Two-thirds of all gun deaths across the country are suicides. New Jersey’s suicide rates are half the national average.

“While both sides are fighting over the innate object, we want the gun, we’re allowing this stigma with mental health and not treating it,” he said. “People are afraid to report any mental health issues — if they’re depressed, going through a divorce or lost their job — because there’s a stigma attached to it. And in New Jersey, any hint of any mental duress, they lose their guns.”

Colandro says ranges are an environment gun owners trust to ask for help and resources. That’s why forensic psychologist Dr. Gianni Pirelli says one way to reduce suicide rates is for doctors to bring awareness to the front lines by training staff to spot warning signs.

“If they come in solo, if they seem very irritable, we give them a brochure from the American Foundation for Suicide Prevention, we give them Dr. Pirelli’s card and we tell them they can’t shot here,” Colandro said.

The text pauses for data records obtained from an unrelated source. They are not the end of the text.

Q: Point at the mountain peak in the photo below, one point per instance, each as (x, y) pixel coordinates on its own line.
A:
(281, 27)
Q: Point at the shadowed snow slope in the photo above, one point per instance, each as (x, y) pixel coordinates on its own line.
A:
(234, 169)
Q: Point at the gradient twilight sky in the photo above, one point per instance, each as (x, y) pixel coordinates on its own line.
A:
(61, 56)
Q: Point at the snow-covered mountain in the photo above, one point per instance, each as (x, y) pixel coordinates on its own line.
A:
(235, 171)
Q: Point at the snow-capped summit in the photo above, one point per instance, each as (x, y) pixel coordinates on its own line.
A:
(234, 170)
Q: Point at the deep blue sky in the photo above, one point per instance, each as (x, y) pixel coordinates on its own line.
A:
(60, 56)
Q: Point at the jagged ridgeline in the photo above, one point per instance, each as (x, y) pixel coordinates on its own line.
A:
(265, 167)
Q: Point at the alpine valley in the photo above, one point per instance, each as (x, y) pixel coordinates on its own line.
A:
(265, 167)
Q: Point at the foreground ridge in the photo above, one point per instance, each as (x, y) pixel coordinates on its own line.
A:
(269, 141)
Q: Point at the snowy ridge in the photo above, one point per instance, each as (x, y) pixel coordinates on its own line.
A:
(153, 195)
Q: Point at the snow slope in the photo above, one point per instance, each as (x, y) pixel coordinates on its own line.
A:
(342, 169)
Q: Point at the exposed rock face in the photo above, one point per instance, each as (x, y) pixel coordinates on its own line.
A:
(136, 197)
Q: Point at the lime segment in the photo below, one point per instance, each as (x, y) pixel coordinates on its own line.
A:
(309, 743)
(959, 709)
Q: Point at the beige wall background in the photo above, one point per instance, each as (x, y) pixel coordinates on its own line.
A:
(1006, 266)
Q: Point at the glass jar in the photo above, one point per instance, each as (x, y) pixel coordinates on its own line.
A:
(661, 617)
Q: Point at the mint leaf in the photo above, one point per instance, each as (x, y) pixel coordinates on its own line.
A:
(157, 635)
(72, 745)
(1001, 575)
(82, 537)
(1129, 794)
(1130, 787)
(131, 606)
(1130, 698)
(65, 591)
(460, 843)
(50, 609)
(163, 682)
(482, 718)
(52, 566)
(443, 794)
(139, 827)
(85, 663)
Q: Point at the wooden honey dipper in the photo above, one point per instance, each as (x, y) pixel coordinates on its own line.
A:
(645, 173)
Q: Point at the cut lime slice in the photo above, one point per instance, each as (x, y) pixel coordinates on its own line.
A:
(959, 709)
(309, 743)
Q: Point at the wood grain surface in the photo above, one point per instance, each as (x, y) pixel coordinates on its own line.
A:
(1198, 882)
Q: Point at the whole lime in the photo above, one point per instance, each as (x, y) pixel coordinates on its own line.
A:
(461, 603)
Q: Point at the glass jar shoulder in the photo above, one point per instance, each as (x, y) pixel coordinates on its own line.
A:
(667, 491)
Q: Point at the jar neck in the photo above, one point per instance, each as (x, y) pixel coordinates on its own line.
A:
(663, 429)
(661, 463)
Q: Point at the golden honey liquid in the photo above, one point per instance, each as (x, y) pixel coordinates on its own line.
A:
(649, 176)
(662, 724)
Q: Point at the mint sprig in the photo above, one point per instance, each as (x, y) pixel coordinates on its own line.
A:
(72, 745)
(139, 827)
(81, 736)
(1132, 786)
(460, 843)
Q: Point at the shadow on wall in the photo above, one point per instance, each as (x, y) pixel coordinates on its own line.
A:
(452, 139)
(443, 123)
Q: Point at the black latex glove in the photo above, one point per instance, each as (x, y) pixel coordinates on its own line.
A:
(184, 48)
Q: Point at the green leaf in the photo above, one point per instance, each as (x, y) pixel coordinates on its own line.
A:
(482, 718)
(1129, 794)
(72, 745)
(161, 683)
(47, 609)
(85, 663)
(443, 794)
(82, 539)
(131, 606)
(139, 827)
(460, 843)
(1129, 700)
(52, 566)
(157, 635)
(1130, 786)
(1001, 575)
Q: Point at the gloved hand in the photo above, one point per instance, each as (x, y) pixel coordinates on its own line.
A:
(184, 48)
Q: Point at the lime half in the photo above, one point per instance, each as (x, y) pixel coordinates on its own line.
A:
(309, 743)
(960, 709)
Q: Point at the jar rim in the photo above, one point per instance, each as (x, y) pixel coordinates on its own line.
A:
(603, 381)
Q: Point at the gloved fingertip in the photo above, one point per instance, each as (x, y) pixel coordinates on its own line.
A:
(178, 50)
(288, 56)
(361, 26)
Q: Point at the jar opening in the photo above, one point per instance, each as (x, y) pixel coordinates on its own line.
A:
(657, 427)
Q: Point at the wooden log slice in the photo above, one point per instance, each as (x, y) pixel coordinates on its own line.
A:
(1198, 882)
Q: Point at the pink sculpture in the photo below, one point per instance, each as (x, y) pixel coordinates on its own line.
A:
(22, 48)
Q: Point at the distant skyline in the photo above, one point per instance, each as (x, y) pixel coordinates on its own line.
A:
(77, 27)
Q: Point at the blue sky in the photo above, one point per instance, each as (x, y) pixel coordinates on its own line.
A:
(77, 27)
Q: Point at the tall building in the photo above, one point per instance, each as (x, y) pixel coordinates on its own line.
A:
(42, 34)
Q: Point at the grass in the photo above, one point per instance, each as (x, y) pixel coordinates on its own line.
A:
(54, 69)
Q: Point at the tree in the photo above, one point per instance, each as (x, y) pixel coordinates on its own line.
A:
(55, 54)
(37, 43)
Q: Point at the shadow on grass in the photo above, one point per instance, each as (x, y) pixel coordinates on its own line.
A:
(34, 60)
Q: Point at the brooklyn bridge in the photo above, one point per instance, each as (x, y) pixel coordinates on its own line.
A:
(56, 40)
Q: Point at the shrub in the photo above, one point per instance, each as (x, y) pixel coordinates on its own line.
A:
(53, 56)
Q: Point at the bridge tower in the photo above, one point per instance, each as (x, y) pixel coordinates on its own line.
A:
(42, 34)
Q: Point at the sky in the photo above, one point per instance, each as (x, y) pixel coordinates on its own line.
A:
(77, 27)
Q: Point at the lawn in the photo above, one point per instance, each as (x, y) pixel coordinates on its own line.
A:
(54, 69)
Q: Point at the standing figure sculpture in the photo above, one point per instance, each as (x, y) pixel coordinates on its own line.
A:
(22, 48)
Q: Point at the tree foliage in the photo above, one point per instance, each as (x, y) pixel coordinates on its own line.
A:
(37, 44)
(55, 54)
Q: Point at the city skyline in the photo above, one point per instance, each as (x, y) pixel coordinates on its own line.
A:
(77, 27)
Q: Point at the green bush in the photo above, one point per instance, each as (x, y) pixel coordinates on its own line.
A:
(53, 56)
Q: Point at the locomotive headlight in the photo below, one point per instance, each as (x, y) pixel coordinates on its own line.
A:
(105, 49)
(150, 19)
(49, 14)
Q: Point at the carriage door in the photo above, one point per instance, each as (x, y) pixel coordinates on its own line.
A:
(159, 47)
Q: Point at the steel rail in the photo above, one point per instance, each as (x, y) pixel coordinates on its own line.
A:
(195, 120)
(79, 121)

“I get calls on a somewhat regular basis of people saying, ‘You know, I really need to see a therapist who is going to be OK with me being a gun owner,'” said Pirelli.

It’s a partnership that’s happening more frequently.

The New Jersey Second Amendment Society says it has been pushing to get mental health resources to gun ranges, and the National Shooting Sports Foundation says it has started working with the American Foundation for Suicide Prevention. Since last spring they’ve sent over 6,000 kits containing suicide prevention materials to retailers and ranges.

“I guarantee you we’ve probably, 100 people in the past 5 years we’ve identified something and we didn’t let them shoot,” said Colandro. “I also set up a system where all of the commercial ranges in New Jersey, we communicate with each other via an alert.”

A nearby range called ReloaderzNJ recently used that alert system when someone in the parking lot was talking about hurting himself.

“Before we even opened, we already experienced something, but it wouldn’t have played through because of the way our system is,” said Michael Nylen, co-owner of ReloaderzNJ.

The range’s president says safety is her priority. She hired Pirelli to train her staff before opening her new range.

“I like to keep all the rules of our second amendment in place, as well as safely put that gun in that person’s hand. And how do we do that? We have to screen. We have to screen, we have to look, we have to be aware,” said Cheryl Nylen, co-owner of ReloaderzNJ.

But in the process of creating the gun range, Cheryl toured the country and found not all ranges have the same safety protocols.

“I don’t blame them really because people in my field, medical and mental health professionals, a lot of times are not trained and they don’t understand gun ownership, or the gun culture or gun ranges, and we’re not connected. So how do you do that? You have to come here, and we have to learn from each other. Both sides have to come together,” Pirelli said.